Starbucks to Vote for Employees and Customers to Vote on Election Day

Starbucks said Thursday that it will ensure its baristas do not have to choose between working and voting as part of a non-partisan push to increase turnout on election day despite the coronavirus pandemic.

The coffee chain has long advocated for its employees and customers to exercise civic engagement and voice. In 2016, the company partnered with TurboVote on a tool that registers its baristas to vote and sends reminders. Eight years earlier, it was offering free high-end coffee to anyone who passed by on election day. (Election laws prohibit the chain from restricting promotion to only those who voted.)

But this year, the election is coming while the country is fighting the coronavirus. States across the country are making postal voting easier in an effort to keep Americans risking their lives on the ballot box.

“This is not about a particular election or a particular candidate. We recognize that with Covid’s influence, that can add complexity,” said Zulima Espinel, head of global public policy at Starbucks.

Espinel said the company’s efforts begin with talks between managers and its employees to ensure its nearly 200,000 workers have the tools and time to vote. The chain has created a portal for its baristas with tools to register and vote.

“It’s not about one particular method. It’s about ‘OK, this works best for my life. I know where I can go to get the resources I need,'” Espinel said.

The Starbucks mobile app will provide tools for customers to register to vote and confirm where and what method they should use to do so.

Other corporations are also encouraging their workers and customers to go to the polls on November 3rd. For example, the chain and pizza close their restaurants on election day and give employees paid time. And more than 700 companies, from Coca-Cola to Sweetgreen to Abercrombie & Fitch, have joined the non-partisan coalition Time to Vote and are committed to making it easier for their employees to vote, or that means they have a few hours paid free time or make it a working day free from meetings.
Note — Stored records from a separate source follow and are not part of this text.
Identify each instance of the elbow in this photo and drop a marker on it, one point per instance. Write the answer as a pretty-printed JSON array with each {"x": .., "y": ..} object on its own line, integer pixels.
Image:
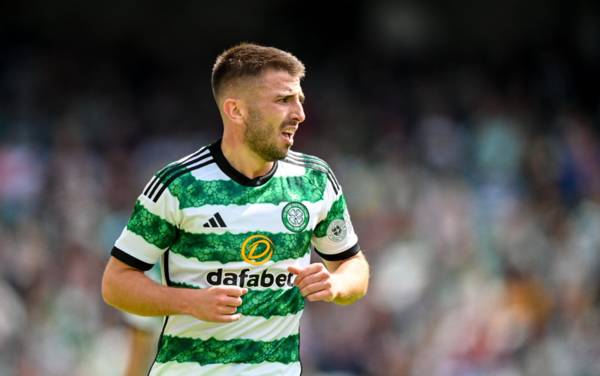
[{"x": 107, "y": 288}]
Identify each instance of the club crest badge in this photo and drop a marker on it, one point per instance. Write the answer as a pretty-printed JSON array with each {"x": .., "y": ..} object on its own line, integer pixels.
[
  {"x": 337, "y": 230},
  {"x": 295, "y": 216}
]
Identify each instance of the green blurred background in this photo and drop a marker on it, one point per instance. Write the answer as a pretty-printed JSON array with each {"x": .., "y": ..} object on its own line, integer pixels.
[{"x": 465, "y": 135}]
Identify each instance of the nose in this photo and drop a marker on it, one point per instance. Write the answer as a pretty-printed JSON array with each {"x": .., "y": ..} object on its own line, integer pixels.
[{"x": 298, "y": 112}]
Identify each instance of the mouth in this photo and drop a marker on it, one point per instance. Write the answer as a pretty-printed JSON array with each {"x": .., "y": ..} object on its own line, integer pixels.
[{"x": 288, "y": 136}]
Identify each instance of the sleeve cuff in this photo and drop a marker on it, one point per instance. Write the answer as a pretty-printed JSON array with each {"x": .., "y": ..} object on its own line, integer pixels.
[
  {"x": 340, "y": 256},
  {"x": 130, "y": 260}
]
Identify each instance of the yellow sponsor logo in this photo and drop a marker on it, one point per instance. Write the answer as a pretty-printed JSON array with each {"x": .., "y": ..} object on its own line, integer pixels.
[{"x": 257, "y": 249}]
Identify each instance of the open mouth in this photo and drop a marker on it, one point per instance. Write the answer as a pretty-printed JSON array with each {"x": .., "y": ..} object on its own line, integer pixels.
[{"x": 289, "y": 136}]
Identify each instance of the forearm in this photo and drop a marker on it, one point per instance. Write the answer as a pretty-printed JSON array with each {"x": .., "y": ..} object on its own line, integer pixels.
[
  {"x": 352, "y": 276},
  {"x": 130, "y": 290}
]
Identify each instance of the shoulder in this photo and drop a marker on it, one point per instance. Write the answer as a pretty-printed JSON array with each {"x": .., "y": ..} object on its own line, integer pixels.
[
  {"x": 177, "y": 172},
  {"x": 314, "y": 164}
]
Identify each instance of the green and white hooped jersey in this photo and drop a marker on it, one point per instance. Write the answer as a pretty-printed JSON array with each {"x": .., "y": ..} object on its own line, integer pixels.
[{"x": 210, "y": 225}]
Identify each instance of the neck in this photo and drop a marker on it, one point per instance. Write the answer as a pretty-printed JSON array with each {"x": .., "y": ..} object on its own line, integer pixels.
[{"x": 244, "y": 160}]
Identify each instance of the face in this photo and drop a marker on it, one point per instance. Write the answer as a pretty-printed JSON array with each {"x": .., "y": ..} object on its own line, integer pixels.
[{"x": 274, "y": 112}]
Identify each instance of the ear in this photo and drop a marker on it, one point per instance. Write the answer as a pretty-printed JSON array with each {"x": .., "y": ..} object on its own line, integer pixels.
[{"x": 233, "y": 110}]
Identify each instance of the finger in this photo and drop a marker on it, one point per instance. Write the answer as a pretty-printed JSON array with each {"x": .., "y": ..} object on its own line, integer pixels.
[
  {"x": 234, "y": 291},
  {"x": 315, "y": 287},
  {"x": 227, "y": 310},
  {"x": 320, "y": 296},
  {"x": 309, "y": 270},
  {"x": 310, "y": 279},
  {"x": 231, "y": 301},
  {"x": 228, "y": 318}
]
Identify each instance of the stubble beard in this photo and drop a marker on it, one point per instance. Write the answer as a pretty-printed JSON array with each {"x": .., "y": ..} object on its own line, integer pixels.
[{"x": 259, "y": 138}]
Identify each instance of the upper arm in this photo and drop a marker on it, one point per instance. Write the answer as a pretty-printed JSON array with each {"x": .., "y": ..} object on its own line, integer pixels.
[{"x": 334, "y": 238}]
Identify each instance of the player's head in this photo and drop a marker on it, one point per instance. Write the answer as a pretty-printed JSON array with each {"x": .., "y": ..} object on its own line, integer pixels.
[
  {"x": 257, "y": 90},
  {"x": 247, "y": 60}
]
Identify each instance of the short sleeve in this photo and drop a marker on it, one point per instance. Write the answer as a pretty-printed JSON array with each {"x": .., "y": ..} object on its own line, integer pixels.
[
  {"x": 334, "y": 237},
  {"x": 151, "y": 229}
]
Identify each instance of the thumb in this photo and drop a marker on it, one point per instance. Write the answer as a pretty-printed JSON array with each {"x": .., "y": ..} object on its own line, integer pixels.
[{"x": 294, "y": 270}]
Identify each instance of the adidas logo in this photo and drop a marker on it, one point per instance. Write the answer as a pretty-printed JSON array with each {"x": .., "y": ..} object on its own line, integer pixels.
[{"x": 215, "y": 221}]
Espinel said Starbucks will continue to advocate for safe and accessible voices for everyone.

CEO Kevin Johnson said in a letter to baristas announcing the initiative that the company will share more in the coming weeks and months on its commitments to racial self-worth, fairness and opportunity, including more transparency on data on integration and inclusion.

“The bottom line is: Starbucks will not wait for change, we will make change of our own,” he wrote.